Commonwealth Supply Chain Advisors recently published a ground-breaking white-paper titled, “Beating Murphy’s Law in Warehouse Automation Projects.” The full paper examines a number of the reasons why automation projects fail to meet expectations, and what companies can do to beat Murphy’s Law. This blog is one in an ongoing series on “Beating Murphy’s Law in Warehouse Automation Projects.”
Ensuring a project survives Murphy’s Law begins with understanding “Murphy’s Curve”, a key concept. In 1991, a seminal work was published in MIT’s Sloane Management Review called “Beating Murphy’s Law,” authored by W. Bruce Chew, Dorothy Leonard-Barton and Roger E. Bohn. The article described a principal that the authors termed “Murphy’s Curve” (figure x), which illustrates the gap that often exists between expected results and actual results on projects. Murphy’s Curve highlights a key observation:
Unrealistic expectations doom many projects to failure before they begin.

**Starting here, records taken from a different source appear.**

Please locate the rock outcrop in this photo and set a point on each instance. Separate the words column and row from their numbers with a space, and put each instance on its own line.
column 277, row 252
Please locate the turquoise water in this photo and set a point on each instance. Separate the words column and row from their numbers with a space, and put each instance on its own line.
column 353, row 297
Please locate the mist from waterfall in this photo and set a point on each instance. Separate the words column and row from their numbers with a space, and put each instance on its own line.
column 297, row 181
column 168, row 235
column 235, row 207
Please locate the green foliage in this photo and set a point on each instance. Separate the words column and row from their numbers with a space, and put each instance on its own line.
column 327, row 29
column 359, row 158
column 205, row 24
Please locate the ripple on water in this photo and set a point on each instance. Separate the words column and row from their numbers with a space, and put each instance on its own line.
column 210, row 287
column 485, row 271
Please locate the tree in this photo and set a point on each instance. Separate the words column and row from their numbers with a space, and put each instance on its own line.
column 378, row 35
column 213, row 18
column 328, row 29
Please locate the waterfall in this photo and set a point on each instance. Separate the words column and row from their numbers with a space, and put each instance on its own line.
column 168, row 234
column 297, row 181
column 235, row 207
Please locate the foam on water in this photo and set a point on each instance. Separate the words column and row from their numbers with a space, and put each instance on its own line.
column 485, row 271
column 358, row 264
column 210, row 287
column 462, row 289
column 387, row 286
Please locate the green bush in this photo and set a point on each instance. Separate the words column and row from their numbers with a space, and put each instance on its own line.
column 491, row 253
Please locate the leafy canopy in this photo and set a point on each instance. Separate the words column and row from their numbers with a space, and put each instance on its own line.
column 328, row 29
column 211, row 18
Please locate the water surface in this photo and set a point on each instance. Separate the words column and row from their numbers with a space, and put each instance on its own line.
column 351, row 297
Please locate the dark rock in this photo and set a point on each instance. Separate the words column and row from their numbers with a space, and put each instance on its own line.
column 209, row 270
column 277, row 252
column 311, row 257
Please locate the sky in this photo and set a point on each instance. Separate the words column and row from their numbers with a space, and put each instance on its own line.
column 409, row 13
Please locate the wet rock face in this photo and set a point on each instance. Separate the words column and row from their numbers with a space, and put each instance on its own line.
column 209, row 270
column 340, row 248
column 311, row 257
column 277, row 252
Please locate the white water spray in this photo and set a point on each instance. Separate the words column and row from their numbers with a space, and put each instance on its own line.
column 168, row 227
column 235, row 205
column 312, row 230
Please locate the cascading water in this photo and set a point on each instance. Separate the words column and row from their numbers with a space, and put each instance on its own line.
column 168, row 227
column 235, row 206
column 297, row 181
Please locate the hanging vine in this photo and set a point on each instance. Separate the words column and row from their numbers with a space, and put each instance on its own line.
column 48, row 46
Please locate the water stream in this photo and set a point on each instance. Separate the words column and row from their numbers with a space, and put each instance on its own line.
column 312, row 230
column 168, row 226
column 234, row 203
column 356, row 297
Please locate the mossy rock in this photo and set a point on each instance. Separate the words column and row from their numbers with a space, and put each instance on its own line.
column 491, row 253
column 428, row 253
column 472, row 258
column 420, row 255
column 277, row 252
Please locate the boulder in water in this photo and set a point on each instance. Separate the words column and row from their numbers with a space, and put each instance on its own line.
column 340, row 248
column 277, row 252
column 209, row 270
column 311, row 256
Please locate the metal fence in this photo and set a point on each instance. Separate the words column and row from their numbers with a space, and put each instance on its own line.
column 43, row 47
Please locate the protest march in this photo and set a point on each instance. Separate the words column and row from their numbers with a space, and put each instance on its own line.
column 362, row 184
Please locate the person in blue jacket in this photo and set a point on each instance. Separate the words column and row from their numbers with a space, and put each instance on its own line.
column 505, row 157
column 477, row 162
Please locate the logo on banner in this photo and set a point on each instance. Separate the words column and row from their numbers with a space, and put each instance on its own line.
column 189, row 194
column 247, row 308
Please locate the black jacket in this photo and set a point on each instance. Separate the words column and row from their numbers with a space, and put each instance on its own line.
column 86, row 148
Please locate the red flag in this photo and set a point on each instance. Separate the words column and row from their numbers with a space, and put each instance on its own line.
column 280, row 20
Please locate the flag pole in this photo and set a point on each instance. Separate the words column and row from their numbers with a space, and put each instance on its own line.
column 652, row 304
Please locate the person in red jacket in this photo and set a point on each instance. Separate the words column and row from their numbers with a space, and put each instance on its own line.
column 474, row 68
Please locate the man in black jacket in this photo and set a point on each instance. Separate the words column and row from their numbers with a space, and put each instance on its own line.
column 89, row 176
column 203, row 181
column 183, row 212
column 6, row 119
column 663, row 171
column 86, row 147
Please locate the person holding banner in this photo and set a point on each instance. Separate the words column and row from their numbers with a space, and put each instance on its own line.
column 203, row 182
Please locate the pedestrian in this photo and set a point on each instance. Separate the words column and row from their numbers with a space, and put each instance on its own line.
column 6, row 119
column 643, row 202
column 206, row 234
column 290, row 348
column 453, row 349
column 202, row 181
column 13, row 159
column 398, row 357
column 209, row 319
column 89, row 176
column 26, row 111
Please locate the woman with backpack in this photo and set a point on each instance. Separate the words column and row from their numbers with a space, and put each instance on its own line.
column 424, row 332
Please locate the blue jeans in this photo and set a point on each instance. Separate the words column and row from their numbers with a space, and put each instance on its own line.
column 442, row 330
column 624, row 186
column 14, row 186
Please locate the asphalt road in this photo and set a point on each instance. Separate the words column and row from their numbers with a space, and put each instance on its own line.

The reality is that even with successful projects, there is almost always a period of decreased performance which begins before the go-live. It can last for an extended period while the operations staff adjusts to the new processes and technology and while bugs are worked out of the system. With a well-planned and well-run project, this adjustment period is short, and performance begins to improve over time, eventually surpassing the pre-deployment levels and achieving the gains that were the rationale for the project. However, many companies gloss over this reality and expect that after deploying new technology they will see an immediate and sustained performance improvement. The variation between expected and actual results can be significant, as figure x indicates.
Figure x: Murphy’s Curve
Beating Murphy’s Law begins with an acknowledgement that Murphy’s Curve can, and will, be present in every operations improvement project to some degree.